This article is two months old by the way.
Another link from !@queermunist@lemmy.ml focusing more on American politics but this one is much older. "The preferences of the average American appear to have only a miniscule, near-zero, statistically non-significant impact upon public policy.”
The size of the difference isn’t enormous – the average share of households who support policy that happens was 57.1% for rich households and 53.7% among low-income ones (the middle class… is in the middle). But what is staggering is how consistent it is across countries and decades.
The effect is clearly less pronounced than it is in the US, however it seems likely that it’s for fairly innocuous reasons.

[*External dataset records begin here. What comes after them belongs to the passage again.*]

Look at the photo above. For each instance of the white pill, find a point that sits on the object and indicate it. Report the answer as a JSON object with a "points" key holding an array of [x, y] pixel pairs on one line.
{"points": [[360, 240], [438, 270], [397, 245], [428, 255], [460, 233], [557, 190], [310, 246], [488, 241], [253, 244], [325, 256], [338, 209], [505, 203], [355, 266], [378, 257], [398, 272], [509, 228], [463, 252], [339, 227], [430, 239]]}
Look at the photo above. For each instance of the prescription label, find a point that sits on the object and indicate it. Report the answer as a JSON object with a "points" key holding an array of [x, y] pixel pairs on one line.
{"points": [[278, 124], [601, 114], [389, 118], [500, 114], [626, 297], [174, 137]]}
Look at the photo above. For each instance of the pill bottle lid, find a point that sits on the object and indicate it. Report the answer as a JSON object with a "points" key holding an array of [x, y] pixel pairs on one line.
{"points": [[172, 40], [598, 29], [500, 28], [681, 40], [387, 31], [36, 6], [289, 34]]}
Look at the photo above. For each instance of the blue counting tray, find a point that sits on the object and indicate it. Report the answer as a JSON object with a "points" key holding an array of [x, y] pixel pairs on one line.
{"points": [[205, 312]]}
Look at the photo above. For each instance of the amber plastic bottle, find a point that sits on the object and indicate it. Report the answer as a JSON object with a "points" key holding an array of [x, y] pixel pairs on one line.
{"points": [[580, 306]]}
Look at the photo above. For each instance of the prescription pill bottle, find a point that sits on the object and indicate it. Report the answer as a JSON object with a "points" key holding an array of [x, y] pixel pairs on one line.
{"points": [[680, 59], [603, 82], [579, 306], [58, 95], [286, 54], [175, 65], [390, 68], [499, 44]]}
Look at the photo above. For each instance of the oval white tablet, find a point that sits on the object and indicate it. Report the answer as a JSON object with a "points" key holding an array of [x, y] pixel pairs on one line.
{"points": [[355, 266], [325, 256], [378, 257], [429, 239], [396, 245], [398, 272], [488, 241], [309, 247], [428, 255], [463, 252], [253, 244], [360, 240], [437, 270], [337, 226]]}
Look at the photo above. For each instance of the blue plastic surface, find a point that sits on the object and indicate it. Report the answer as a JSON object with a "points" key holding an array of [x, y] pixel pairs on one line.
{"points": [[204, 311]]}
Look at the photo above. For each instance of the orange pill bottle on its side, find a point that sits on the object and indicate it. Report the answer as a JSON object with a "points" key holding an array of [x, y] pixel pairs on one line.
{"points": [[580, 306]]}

Europe’s politicians are less wealthy than their US counterparts, and they aren’t generally rich by any wild stretch of the imagination, but they are wealthy enough to often be out of touch with “life on the ground” for a lot of average Europeans. This leads to policy decisions that reflect the positions of people who aren’t worried about where their next meal comes from, and their disconnect from that situation booms loudly. Anyway, that’s what I would be expecting is happening.

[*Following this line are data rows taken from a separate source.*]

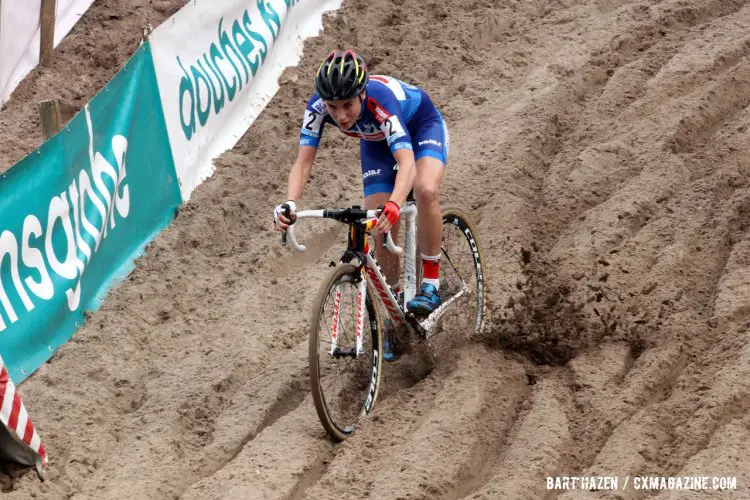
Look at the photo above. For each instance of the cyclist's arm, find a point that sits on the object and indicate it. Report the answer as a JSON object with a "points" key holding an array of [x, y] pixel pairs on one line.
{"points": [[407, 172], [300, 173]]}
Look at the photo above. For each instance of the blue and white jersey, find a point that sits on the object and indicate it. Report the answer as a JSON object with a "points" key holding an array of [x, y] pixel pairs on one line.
{"points": [[392, 111]]}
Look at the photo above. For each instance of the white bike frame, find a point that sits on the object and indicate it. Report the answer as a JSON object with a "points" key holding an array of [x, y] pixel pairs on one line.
{"points": [[408, 215]]}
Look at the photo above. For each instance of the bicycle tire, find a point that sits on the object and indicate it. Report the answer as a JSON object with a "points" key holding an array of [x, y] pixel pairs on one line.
{"points": [[337, 430]]}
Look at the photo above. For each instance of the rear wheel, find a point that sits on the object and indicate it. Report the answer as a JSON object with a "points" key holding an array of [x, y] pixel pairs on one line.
{"points": [[344, 375], [461, 274]]}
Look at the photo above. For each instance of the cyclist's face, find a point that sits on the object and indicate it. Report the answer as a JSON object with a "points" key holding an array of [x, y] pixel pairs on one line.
{"points": [[345, 111]]}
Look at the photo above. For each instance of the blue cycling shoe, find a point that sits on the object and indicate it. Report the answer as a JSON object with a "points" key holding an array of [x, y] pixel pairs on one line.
{"points": [[425, 302], [388, 354]]}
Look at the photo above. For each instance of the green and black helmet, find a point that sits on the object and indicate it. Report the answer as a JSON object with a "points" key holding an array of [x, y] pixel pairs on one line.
{"points": [[342, 75]]}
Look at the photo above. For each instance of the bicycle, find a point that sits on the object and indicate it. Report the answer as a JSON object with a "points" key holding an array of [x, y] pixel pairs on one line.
{"points": [[338, 343]]}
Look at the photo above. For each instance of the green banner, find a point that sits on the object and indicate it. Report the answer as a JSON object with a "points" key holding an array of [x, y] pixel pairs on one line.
{"points": [[76, 213]]}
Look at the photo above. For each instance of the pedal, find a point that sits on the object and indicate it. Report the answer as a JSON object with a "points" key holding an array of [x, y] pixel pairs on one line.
{"points": [[347, 352]]}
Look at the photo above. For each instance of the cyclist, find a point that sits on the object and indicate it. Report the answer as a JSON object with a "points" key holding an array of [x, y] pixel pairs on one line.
{"points": [[403, 146]]}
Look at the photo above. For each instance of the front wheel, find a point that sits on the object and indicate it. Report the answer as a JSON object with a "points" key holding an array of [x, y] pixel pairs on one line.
{"points": [[345, 351]]}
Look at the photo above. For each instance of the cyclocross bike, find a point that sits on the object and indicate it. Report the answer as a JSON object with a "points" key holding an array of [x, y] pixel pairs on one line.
{"points": [[346, 333]]}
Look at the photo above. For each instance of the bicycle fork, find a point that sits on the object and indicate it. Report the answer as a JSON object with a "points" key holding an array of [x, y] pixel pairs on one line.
{"points": [[360, 304]]}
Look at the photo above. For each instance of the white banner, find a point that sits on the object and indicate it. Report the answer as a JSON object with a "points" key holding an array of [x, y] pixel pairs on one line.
{"points": [[217, 66], [20, 36]]}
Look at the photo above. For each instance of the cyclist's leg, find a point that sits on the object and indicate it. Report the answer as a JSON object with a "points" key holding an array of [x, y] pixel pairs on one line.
{"points": [[431, 152], [378, 177]]}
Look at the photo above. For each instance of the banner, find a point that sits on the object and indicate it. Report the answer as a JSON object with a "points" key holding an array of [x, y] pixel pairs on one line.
{"points": [[20, 36], [75, 214], [218, 65]]}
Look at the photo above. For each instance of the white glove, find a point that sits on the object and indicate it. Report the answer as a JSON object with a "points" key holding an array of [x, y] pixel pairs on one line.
{"points": [[280, 222]]}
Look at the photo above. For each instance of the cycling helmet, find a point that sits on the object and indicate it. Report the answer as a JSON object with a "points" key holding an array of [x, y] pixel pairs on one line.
{"points": [[342, 75]]}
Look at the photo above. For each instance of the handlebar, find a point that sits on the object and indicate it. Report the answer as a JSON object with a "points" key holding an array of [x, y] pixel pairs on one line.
{"points": [[341, 215]]}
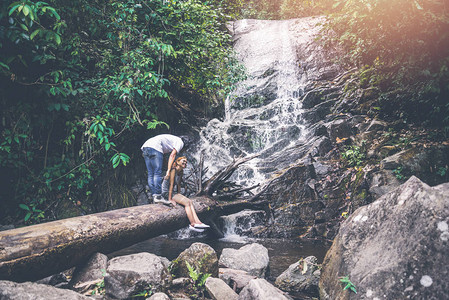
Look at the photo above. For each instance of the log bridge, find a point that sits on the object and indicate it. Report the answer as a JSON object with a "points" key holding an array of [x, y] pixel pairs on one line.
{"points": [[37, 251]]}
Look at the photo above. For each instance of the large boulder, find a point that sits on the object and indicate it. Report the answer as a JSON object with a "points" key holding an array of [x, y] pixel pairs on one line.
{"points": [[394, 248], [34, 291], [200, 256], [300, 277], [132, 274], [236, 279], [252, 258]]}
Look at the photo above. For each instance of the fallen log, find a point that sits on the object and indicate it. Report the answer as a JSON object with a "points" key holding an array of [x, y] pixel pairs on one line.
{"points": [[37, 251]]}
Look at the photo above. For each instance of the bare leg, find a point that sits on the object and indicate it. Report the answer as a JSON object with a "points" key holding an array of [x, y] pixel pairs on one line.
{"points": [[190, 210]]}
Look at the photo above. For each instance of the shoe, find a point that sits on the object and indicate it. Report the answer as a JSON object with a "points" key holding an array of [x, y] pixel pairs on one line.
{"points": [[195, 229], [160, 199], [201, 226]]}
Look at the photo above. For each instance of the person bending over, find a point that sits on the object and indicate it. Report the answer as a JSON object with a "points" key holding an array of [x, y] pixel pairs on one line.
{"points": [[153, 150], [175, 177]]}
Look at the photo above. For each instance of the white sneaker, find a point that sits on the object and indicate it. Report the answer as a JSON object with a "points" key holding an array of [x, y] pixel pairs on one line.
{"points": [[201, 226], [195, 229]]}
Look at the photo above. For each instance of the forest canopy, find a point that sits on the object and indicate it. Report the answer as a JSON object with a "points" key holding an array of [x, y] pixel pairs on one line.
{"points": [[82, 81]]}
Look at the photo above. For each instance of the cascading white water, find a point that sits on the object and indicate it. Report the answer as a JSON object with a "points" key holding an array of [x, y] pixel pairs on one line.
{"points": [[263, 115]]}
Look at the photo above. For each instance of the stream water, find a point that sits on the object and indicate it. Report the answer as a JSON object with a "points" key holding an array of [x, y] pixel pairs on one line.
{"points": [[282, 252], [263, 116]]}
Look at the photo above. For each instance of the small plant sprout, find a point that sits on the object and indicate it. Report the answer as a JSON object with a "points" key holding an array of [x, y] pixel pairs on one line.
{"points": [[348, 284]]}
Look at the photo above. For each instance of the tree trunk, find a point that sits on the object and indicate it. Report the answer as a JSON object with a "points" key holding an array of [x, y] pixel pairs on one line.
{"points": [[37, 251]]}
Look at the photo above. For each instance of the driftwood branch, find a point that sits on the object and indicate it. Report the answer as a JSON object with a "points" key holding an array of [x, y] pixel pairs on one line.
{"points": [[234, 193], [219, 178], [37, 251]]}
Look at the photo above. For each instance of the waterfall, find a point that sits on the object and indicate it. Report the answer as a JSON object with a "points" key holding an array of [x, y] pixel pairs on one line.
{"points": [[263, 114]]}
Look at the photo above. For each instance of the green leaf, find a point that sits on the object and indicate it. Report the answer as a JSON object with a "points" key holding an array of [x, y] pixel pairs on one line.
{"points": [[27, 217], [57, 38], [26, 10], [14, 6], [32, 35], [24, 206]]}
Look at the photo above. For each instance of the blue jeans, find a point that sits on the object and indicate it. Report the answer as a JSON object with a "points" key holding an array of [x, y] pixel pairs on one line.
{"points": [[153, 161]]}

That makes sense. I wonder what a good solution to that would be though?
We’ve had proof since 2015 when Princeton published a study showing that "The preferences of the average American appear to have only a miniscule, near-zero, statistically non-significant impact upon public policy.”
That’s why we call it the dictatorship of the bourgeoisie.
This disturbing and important article is quoted in the news article above. The ‘news’ aspect of this one is that it is (but seems to be to a lesser extent) also partly true for european countries.
Yeah I remember reading that article. I just wanted to find a more recent one to remind people of this.
Edit: I like how accessible the article and video makes it so I am going to put it in the description.